OUR INSTITUTIONS are cracking at the edges. Each day, we hear about another failure that causes us to question the role and efficacy of government, industry, and social structures. But all too often the debate focuses on the specific problems of a particular sector: Have newspapers lost their way? Is the auto industry obsolete? Can finance be managed without bankrupting us? The overwhelming details of each problem mask systemic problems of all the failing organizations. On closer examination, we can identify a consistent set of causes that apply across the board.
The first systemic problem is simply a matter of scale. Too many organizations have grown without limit - beyond any rational design point - and no correction has been made to accommodate their size. This is a common problem in engineering: We design things with some implicit size in mind, and then are expected to extend that design bit by bit until the parameters are so out of whack that the whole enterprise collapses. Simply put, an airplane meant to carry 100 passengers will probably fly with 120, but not with 200. Any good engineer will recognize that at some point you have to rethink the problem.
What we previously viewed as “economies of scale’’ have become liabilities. We can mask that with statements such as “too big to fail,’’ but the real problem is that they are too big not to fail.

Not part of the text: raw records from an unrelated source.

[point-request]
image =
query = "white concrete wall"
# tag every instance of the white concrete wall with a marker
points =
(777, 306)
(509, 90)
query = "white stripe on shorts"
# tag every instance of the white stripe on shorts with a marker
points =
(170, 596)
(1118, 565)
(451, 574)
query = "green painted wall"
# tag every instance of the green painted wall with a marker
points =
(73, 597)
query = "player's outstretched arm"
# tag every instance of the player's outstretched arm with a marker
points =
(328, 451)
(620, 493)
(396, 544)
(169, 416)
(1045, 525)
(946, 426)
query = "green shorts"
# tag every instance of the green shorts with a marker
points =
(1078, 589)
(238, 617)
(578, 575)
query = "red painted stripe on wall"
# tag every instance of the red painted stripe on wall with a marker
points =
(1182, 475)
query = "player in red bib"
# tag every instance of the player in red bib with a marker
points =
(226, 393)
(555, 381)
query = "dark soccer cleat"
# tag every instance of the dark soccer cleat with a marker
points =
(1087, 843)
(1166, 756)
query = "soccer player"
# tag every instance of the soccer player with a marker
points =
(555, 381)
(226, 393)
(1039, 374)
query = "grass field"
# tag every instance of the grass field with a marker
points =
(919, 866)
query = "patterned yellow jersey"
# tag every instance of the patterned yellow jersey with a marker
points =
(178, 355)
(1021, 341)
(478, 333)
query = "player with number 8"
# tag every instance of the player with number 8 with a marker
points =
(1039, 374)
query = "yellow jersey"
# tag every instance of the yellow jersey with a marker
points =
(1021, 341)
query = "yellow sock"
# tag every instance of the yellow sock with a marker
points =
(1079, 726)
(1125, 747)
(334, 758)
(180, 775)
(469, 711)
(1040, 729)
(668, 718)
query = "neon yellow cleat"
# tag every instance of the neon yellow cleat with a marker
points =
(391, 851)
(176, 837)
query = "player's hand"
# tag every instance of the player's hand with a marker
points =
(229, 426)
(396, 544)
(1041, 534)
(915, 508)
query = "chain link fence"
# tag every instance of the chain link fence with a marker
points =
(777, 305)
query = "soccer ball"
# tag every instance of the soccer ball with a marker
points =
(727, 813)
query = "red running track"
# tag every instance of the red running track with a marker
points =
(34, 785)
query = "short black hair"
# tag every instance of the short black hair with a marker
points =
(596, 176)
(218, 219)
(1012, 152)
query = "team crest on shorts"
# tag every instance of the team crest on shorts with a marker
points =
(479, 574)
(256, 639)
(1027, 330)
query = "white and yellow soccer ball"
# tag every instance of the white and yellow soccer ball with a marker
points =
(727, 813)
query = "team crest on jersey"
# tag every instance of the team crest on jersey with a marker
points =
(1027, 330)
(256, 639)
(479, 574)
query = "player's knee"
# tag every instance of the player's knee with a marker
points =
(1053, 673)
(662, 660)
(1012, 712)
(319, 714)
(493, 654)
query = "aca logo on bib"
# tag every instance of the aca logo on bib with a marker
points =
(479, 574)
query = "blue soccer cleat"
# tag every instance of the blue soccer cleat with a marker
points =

Second, our organizations have become monocultures. Collections of organizations that are too large have also become too similar; any distinction is bred out of them. I first learned this as the “supermarket theory,’’ but economists call it Hotelling’s Law. The idea is that if you have one city block and one supermarket, the logical placement is in the middle of the block, to draw equally well from each end. But what if you have two stores? It would make sense for each to locate on either end of the block, to be closer to half of the shoppers. But instead, both markets vie for the center to attract all the customers. Since their offerings and location are the same, they become undifferentiated clones. Now any problem that impacts one will harm the other equally.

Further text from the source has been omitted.